The contravention notice refers to by-law 3.01. The by-law provides that –

An owner or occupier must not without the prior written consent of the body corporate:

1) Carry out structural alternations to the dwelling ...
2) Alter in any way the external appearance of the dwelling upon his lot except in the ordinary course of maintain and upkeep of the dwelling;
3) Consent for structural alteration will only be granted if the proposed alterations conform with the provisions of the architectural guidelines.



The issues here are reasonably straightforward. The respondent does not deny that the unit was installed without consent. However, I do not consider that the installation of an air conditioning unit constitutes a structural alteration. I conclude that only by-law 3.01(ii) applies. I consider that the air conditioning unit alters the external appearance of the lot, and as such prior written consent of the body corporate was required. The respondent has failed to deal with the issue of his failure to obtain the necessary consent.

The respondent has sought to argue acquiescence on the part of the body corporate in dealing with this matter. There is some merit in this argument, however it does not alter the fact that the installation was made without the requisite consent as the by-laws requires. Each owner or occupier is required to comply with the by-laws in every respect. Ignorance of the relevant by-laws does not excuse non-compliance.

As for the allegation of acquiescence, I consider that the body corporate did initially take action in 2001, then failed to follow this up for a substantial period. I would dismiss this application if the body corporate action only commenced in 2003, but the respondent was on notice from 2001 that the body corporate objected to the installation. However, I do consider that this body corporate has on the whole failed to prosecute this alleged contravention in a timely manner, such that the respondent might reasonably have concluded that the body corporate had accepted the installation.
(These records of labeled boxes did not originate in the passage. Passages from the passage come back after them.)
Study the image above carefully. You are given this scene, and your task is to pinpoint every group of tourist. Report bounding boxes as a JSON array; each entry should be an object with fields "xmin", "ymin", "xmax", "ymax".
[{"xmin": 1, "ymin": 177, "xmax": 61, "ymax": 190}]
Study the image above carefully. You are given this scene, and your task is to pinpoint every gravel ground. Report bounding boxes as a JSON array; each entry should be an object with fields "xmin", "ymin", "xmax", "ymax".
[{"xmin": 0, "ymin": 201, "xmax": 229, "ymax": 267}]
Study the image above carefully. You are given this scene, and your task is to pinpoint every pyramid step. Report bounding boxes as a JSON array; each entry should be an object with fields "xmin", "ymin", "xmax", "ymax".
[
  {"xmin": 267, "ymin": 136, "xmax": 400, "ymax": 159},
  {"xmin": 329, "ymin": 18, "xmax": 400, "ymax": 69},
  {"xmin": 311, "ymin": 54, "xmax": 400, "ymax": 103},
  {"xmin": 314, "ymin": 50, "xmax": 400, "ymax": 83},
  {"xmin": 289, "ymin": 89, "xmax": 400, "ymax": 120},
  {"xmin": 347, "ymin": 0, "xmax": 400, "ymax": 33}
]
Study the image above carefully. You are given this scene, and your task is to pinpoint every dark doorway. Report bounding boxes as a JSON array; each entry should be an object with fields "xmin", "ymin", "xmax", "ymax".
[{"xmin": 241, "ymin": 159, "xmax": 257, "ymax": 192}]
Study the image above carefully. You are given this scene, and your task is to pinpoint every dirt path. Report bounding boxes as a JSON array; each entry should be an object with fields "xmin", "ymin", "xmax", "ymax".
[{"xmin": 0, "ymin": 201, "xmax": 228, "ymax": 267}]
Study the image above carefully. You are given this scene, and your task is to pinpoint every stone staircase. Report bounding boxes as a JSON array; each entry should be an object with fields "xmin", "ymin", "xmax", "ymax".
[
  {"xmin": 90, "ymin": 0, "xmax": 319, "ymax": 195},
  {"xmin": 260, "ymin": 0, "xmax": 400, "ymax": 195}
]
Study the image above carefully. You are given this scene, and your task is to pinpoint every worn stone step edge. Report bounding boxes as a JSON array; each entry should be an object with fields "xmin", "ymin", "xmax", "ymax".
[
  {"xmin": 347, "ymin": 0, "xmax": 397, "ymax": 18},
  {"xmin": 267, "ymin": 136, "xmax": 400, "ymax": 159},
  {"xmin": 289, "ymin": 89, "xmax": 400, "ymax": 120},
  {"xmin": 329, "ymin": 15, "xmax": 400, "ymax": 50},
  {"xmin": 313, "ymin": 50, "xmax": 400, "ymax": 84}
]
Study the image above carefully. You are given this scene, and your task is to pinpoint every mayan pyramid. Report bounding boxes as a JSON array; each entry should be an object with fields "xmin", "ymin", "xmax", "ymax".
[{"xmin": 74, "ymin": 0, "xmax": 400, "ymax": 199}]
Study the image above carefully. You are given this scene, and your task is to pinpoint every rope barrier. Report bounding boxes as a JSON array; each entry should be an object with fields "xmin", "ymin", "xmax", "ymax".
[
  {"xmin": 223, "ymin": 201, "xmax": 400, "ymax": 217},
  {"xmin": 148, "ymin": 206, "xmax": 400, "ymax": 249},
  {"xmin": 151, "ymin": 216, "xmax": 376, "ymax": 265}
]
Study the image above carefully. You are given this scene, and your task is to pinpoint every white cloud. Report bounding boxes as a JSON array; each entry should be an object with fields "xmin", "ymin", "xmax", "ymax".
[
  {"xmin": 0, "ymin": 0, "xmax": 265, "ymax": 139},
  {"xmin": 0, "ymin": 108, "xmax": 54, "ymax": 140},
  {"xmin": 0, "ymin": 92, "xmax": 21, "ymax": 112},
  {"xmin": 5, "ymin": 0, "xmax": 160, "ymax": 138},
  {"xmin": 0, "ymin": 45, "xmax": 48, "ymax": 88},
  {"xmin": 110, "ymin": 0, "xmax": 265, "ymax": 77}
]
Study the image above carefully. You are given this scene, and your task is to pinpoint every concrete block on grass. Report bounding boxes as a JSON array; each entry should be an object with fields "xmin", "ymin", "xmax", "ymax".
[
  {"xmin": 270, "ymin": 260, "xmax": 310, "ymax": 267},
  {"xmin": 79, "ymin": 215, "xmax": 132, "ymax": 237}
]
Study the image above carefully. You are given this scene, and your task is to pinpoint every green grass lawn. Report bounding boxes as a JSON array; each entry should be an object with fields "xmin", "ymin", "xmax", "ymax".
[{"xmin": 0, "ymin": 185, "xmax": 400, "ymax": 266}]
My other concern is that this contravention is only one of a number of contraventions by owners or occupiers. This is alluded to in the reply of the body corporate manager, in the passage I have quoted above. In these circumstances, I am reluctant to order the removal of the unit. I further note that of 63 owners from whom submissions were sought, only one owner excluding the respondent considered the matter of sufficient concern to make a submission. I suggest that this response is indicative of the level of concern of other owners to this alleged contravention.

In the circumstances, I am not prepared to order the removal of the air conditioning unit. However I do propose to order that it must be screened with lattice as suggested by the other owner and then painted in colours consistent with the current colour scheme of the building. Moreover, the screen shall be at the expense of the respondent, as will be all future maintenance of the lattice screen.